Operadores ligados à Coreia do Norte passaram anos se integrando discretamente em empresas de cripto e equipes de DeFi, levantando novas preocupações sobre o risco interno após uma série de exploits de alto valor ligados ao aparato cibernético do país.
A pesquisadora de segurança e desenvolvedora do MetaMask, Taylor Monahan, disse que essas táticas remontam aos primórdios das finanças descentralizadas, com indivíduos ligados à República Popular Democrática da Coreia contribuindo para vários protocolos amplamente utilizados.
“Muitos trabalhadores de TI da RPDC construíram os protocolos que você conhece e ama, desde o DeFi summer”, disse ela no domingo, acrescentando que mais de 40 plataformas, incluindo vários projetos bem conhecidos, em algum momento dependeram de tais desenvolvedores.
No entanto, ela observou que os “sete anos de experiência em desenvolvimento de blockchain” listados em seus currículos “não são uma mentira”.
Investigadores há muito tempo ligam as operações cibernéticas da Coreia do Norte ao Lazarus Group, um coletivo apoiado pelo estado que se acredita ter roubado cerca de US$ 7 bilhões em ativos digitais desde 2017, de acordo com analistas da R3ACH.

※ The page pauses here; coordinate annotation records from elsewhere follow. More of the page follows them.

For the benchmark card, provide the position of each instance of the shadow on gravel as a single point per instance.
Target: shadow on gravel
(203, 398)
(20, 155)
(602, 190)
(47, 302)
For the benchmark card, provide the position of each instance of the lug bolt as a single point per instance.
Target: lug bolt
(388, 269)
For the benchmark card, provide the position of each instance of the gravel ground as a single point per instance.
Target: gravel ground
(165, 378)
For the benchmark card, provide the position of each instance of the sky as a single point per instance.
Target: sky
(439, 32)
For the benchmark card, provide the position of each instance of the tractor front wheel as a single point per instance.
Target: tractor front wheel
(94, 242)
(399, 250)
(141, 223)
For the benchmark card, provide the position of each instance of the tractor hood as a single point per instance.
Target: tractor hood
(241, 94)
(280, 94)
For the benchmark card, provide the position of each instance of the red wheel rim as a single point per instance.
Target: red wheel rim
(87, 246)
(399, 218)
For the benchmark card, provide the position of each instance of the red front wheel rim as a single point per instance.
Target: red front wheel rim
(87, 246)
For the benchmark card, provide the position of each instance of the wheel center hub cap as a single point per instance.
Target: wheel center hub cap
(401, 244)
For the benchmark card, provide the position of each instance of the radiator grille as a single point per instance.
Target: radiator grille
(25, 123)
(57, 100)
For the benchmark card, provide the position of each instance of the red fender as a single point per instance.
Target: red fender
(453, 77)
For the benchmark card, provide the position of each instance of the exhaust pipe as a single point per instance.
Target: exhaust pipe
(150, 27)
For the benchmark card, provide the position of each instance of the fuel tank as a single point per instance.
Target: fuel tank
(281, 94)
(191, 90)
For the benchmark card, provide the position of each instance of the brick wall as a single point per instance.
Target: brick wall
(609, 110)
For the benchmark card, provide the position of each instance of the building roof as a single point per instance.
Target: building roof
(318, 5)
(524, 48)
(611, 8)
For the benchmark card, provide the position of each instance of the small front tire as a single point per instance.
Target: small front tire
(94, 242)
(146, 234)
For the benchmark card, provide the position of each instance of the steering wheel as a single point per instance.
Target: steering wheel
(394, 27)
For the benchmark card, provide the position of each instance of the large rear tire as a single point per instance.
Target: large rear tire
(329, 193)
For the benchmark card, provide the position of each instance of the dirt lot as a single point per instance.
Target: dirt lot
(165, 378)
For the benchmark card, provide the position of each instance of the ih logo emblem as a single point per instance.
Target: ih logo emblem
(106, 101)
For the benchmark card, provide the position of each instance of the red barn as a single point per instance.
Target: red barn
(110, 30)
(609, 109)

O grupo foi associado a algumas das maiores violações da indústria, incluindo o exploit da Ronin Bridge de US$ 625 milhões em 2022, o hack da WazirX de US$ 235 milhões em 2024 e o incidente da Bybit de US$ 1,4 bilhão em 2025.
O exploit de US$ 280 milhões do Drift Protocol na semana passada atraiu um escrutínio renovado. O projeto disse ter “confiança média-alta” de que um grupo afiliado ao estado norte-coreano estava por trás do ataque, ligando o incidente a um padrão mais amplo de infiltração e engenharia social.
No entanto, as reuniões presenciais que levaram à violação não foram com cidadãos norte-coreanos, mas sim com “intermediários terceirizados” usando “identidades totalmente construídas, incluindo históricos de emprego, credenciais públicas e redes profissionais”.
Esses perfis incluíam históricos de emprego, credenciais públicas e redes profissionais ativas, permitindo-lhes construir confiança através de interações presenciais antes que o exploit se desenrolasse.
O investigador independente de blockchain ZachXBT alertou em uma postagem recente no X que nem todas as ameaças ligadas à Coreia do Norte operam no mesmo nível de sofisticação.
“O principal problema é que todos os agrupam quando a complexidade das ameaças é diferente”, disse ele.
Ele descreveu muitas tentativas de infiltração como relativamente simples, baseando-se na persistência em vez da complexidade técnica. A abordagem através de anúncios de emprego, LinkedIn, e-mail, chamadas de Zoom e processos de entrevista permanece comum.
“Básico e de forma alguma sofisticado […] a única coisa sobre eles é que são implacáveis”, disse ele, acrescentando que as equipes que continuam a cair em tais táticas em 2026 correm o risco de serem vistas como negligentes.